Effect of `ratios` Hyperparameter

using Random
using CSV
using DataFrames
using MLJ
using ScientificTypes
using Imbalance
using Plots, Measures

Loading Data

Let's load the Iris dataset, the objective of this dataset is to predict the type of flower as one of "virginica", "versicolor" and "setosa" using its sepal and petal length and width.

We don't need to so from a CSV file this time because MLJ has a macro for loading it already! The only difference is that we will need to explictly convert it to a dataframe as MLJ loads it as a named tuple of vectors.

X, y = @load_iris
X = DataFrame(X)
first(X, 5) |> pretty

┌──────────────┬─────────────┬──────────────┬─────────────┐
│ sepal_length │ sepal_width │ petal_length │ petal_width │
│ Float64      │ Float64     │ Float64      │ Float64     │
│ Continuous   │ Continuous  │ Continuous   │ Continuous  │
├──────────────┼─────────────┼──────────────┼─────────────┤
│ 5.1          │ 3.5         │ 1.4          │ 0.2         │
│ 4.9          │ 3.0         │ 1.4          │ 0.2         │
│ 4.7          │ 3.2         │ 1.3          │ 0.2         │
│ 4.6          │ 3.1         │ 1.5          │ 0.2         │
│ 5.0          │ 3.6         │ 1.4          │ 0.2         │
└──────────────┴─────────────┴──────────────┴─────────────┘

Our purpose for this tutorial is primarily visuallization. Thus, let's select two of the continuous features only to work with. It's known that the sepal length and width play a much bigger role in classifying the type of flower so let's keep those only.

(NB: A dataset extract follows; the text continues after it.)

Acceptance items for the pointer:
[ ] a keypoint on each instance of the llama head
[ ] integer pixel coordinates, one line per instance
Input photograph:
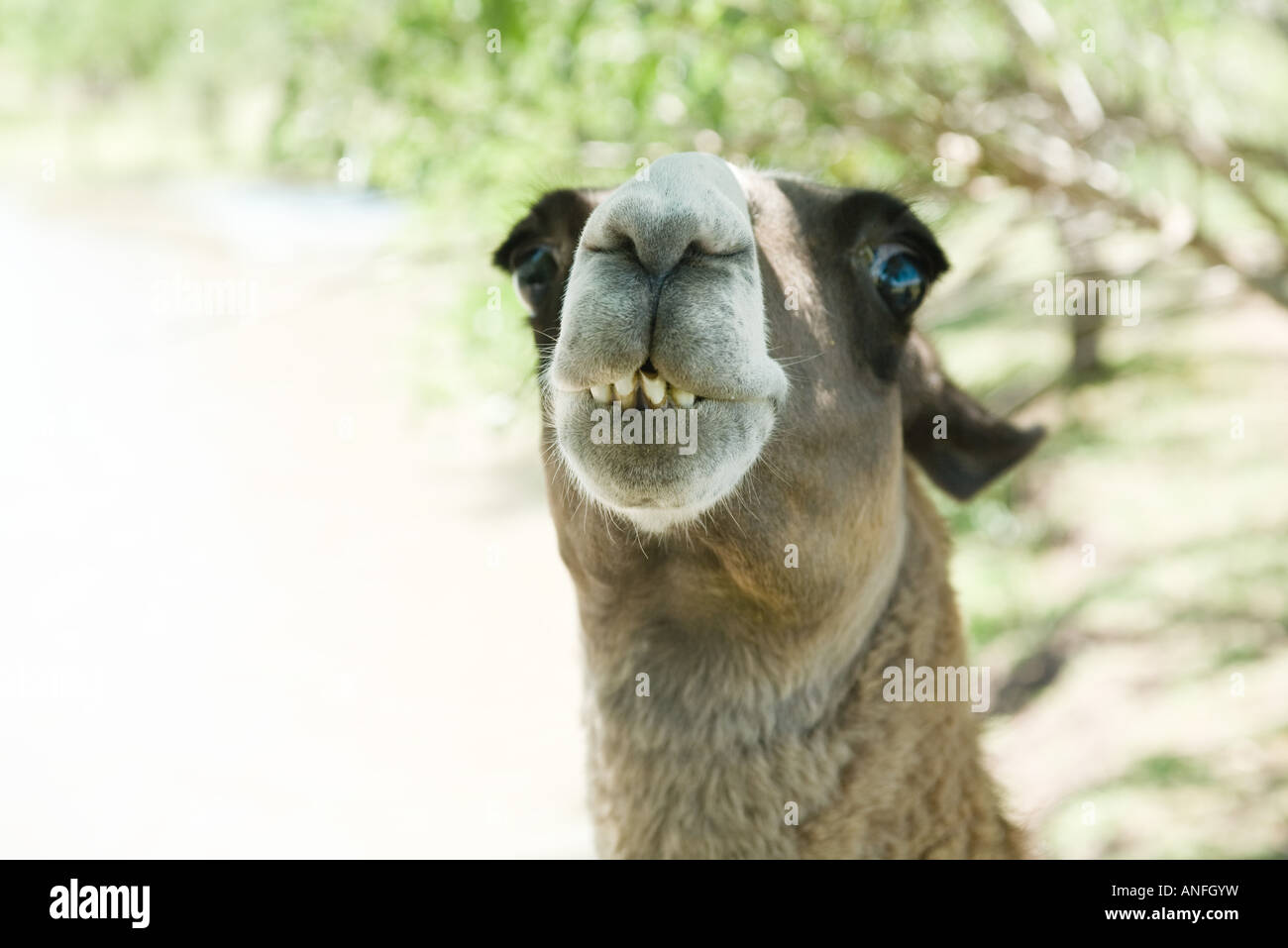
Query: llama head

X = select(X, :petal_width, :petal_length)
first(X, 5) |> pretty

┌─────────────┬──────────────┐
│ petal_width │ petal_length │
│ Float64     │ Float64      │
│ Continuous  │ Continuous   │
├─────────────┼──────────────┤
│ 0.2         │ 1.4          │
│ 0.2         │ 1.4          │
│ 0.2         │ 1.3          │
│ 0.2         │ 1.5          │
│ 0.2         │ 1.4          │
└─────────────┴──────────────┘

Coercing Data

ScientificTypes.schema(X)

┌──────────────┬────────────┬─────────┐
│ names        │ scitypes   │ types   │
├──────────────┼────────────┼─────────┤
│ petal_width  │ Continuous │ Float64 │
│ petal_length │ Continuous │ Float64 │
└──────────────┴────────────┴─────────┘

Things look good, no coercion is needed.

Oversampling

Iris, by default has no imbalance problem

checkbalance(y)

virginica:  ▇▇▇▇▇▇▇▇▇▇▇▇▇▇▇▇▇▇▇▇▇▇▇▇▇▇▇▇▇▇▇▇▇▇▇▇▇▇▇▇▇▇▇▇▇▇▇▇▇▇ 50 (100.0%) 
setosa:     ▇▇▇▇▇▇▇▇▇▇▇▇▇▇▇▇▇▇▇▇▇▇▇▇▇▇▇▇▇▇▇▇▇▇▇▇▇▇▇▇▇▇▇▇▇▇▇▇▇▇ 50 (100.0%) 
versicolor: ▇▇▇▇▇▇▇▇▇▇▇▇▇▇▇▇▇▇▇▇▇▇▇▇▇▇▇▇▇▇▇▇▇▇▇▇▇▇▇▇▇▇▇▇▇▇▇▇▇▇ 50 (100.0%)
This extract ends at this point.